Nos abraçamos mais uma vez e eu me perdi no conforto do carinho materno, ciente de que demoraríamos muito até a próxima vez.

(...)

_Eu tenho uma coisa pra você.

Olhei para minha mãe, meus olhos cansados deviam estar igualmente inchados como os seus. Ali em frente ao portão de embarque, onde logo eu pegaria um vôo para uma nova vida, chorávamos como criancinhas, já morrendo de saudades uma da outra.

Ela abriu sua desgastada bolsa preta e retirou um envelope que um dia foi branco, mas que, provavelmente pelo pelo tempo, estava amarelado.

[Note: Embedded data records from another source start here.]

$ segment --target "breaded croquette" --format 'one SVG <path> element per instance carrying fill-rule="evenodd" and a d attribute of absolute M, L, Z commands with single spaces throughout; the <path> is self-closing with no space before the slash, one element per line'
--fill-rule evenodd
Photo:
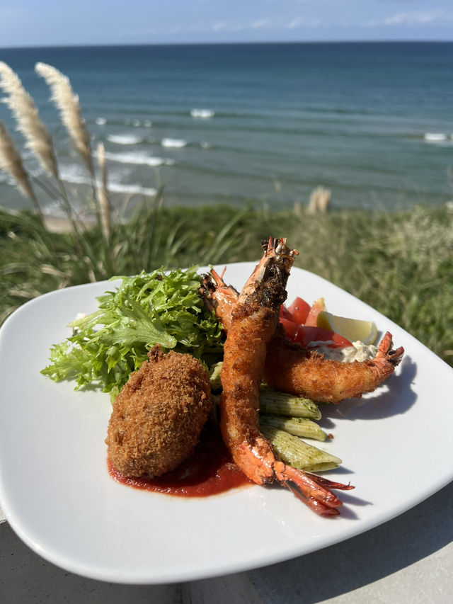
<path fill-rule="evenodd" d="M 192 455 L 212 404 L 199 360 L 159 346 L 148 358 L 113 404 L 105 439 L 110 462 L 129 477 L 161 476 Z"/>

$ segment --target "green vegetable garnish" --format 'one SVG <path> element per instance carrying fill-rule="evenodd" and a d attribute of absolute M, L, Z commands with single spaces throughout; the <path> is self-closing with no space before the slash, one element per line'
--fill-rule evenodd
<path fill-rule="evenodd" d="M 121 285 L 98 298 L 98 310 L 69 324 L 73 335 L 52 347 L 45 375 L 115 396 L 155 344 L 207 365 L 222 358 L 222 326 L 198 294 L 196 266 L 113 278 Z"/>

Peguei o objeto leve em minhas mãos e logo reconheci a caligrafia apressada e masculina. Eu sabia que ali não tinha uma carta emocionada de minha mãe me alertando dos perigos e aventuras de morar sozinha, nem um documento importante que eu precisaria no futuro. Era algo muito maior do que eu sequer poderia tentar explicar.

E então o material leve tornou-se imensamente pesado, como uma pedra que eu não tinha forças para segurar.

_Eu não quero isso. - empurrei o papel de volta para ela, como se a folha gasta queimasse meus dedos.

_Mavi - ela levou o objeto em minha direção, seus olhos verdes suplicando para que eu o pegasse.

_Eu não posso! - sussurrei, balançando veementemente a cabeça.

A abracei uma última vez, agora de forma apressada, e dei as costas, correndo até o embarque e só olhando para trás uma vez para dizer com o olhar que sentia muito!

A abracei uma última vez, agora de forma apressada, e dei as costas, correndo até o embarque e só olhando para trás uma vez para dizer com o olhar que sentia muito!